Cisco Network Convergence System (NCS) 4200 Series: Part of the Cisco Evolved Programmable Network (EPN), this transport system addresses network inefficiencies with high-density circuit emulation technology located at the network edge. It converts TDM services into pseudowires that facilitate transport over highly scalable MPLS core networks. With this technology, service providers can keep their existing operational models and service revenue while running all services over IP and retiring their older networks. Service providers can reduce space and power required over existing solutions by up to 90 percent.

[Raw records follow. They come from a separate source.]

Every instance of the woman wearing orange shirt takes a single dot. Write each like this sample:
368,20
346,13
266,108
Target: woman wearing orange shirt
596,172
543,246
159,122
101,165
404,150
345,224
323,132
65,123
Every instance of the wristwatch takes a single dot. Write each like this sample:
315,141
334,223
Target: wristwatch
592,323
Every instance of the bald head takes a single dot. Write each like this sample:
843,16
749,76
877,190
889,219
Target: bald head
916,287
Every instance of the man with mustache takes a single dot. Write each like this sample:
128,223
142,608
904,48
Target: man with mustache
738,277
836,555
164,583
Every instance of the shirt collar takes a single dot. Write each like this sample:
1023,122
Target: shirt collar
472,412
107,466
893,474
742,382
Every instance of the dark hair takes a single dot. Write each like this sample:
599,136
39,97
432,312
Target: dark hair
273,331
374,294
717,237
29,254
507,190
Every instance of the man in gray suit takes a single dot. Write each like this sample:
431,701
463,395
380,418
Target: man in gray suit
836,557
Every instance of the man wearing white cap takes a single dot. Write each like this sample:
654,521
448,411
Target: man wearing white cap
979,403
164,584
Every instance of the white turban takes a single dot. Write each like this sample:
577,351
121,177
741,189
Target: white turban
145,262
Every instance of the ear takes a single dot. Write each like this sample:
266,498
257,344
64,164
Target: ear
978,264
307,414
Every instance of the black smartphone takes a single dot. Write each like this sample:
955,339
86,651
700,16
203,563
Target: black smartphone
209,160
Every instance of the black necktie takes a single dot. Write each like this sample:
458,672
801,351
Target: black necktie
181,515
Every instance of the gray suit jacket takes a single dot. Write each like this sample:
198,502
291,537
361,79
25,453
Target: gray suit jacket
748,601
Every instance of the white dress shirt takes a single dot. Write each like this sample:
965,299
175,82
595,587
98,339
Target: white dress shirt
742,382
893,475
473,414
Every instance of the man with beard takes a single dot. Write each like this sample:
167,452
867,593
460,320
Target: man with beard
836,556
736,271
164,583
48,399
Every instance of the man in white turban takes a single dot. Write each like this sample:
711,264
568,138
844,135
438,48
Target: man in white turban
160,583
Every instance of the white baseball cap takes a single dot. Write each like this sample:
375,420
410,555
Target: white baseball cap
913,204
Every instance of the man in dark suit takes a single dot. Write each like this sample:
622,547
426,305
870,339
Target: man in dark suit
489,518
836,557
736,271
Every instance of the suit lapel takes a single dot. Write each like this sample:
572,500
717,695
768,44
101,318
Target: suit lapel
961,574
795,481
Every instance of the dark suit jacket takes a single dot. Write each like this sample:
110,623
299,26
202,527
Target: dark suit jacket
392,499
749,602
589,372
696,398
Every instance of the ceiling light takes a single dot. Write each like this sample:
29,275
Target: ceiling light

Multi-service line card for the Cisco NCS 4000 Series - a new, multi-service line card that doubles slot bandwidth to 400Gbps, while providing port-by-port, pay-as-you-grow flexibility for OTN, Packet, MPLS and Coherent DWDM service. When deployed in the Cisco NCS 4009 and NCS 4016 platforms, chassis density doubles to 3.6Tbps and 6.4Tbps, respectively. The NCS 4000 Fabric is also enhanced to help enable unprecedented in-service scale from a single Cisco NCS 4000 chassis (6.4Tbps) to a Multi-Chassis solution capable of delivering over 100Tbps of capacity leveraging Cisco’s multi-chassis leadership.

Increased density and flexibility for the Cisco NCS 2000 Series: New XPonder line card provides 400 Gbps of client and 400 Gbps of trunk capacity to Cisco’s widely deployed optical transport platform. The XPonder supports OTN, packet and coherent DWDM while contributing significantly to cost reduction – one line card for any mix of DWDM, gray, OTN and packet services.

Cisco NCS 1000 data center interconnect solution - commercial shipment is now underway. Cisco said the DWDM solution is now in trials with 9 top cloud providers.

“We are committed to offering service providers the technology to transform their network architectures and achieve the operational efficiency, scale, and reliability needed to succeed in the digital age,” said Bill Gartner, vice president of optical systems, access routing and transceivers group, Cisco. “We are confident that our new innovations in packet optical convergence will enable our customers to transform their networks today while positioning them to face the challenges and leverage the opportunities presented by a future dominated by the Internet of Things.”

Cisco also confirmed that Verizon will deploy the Cisco NCS Series on portions of its 100G metro network.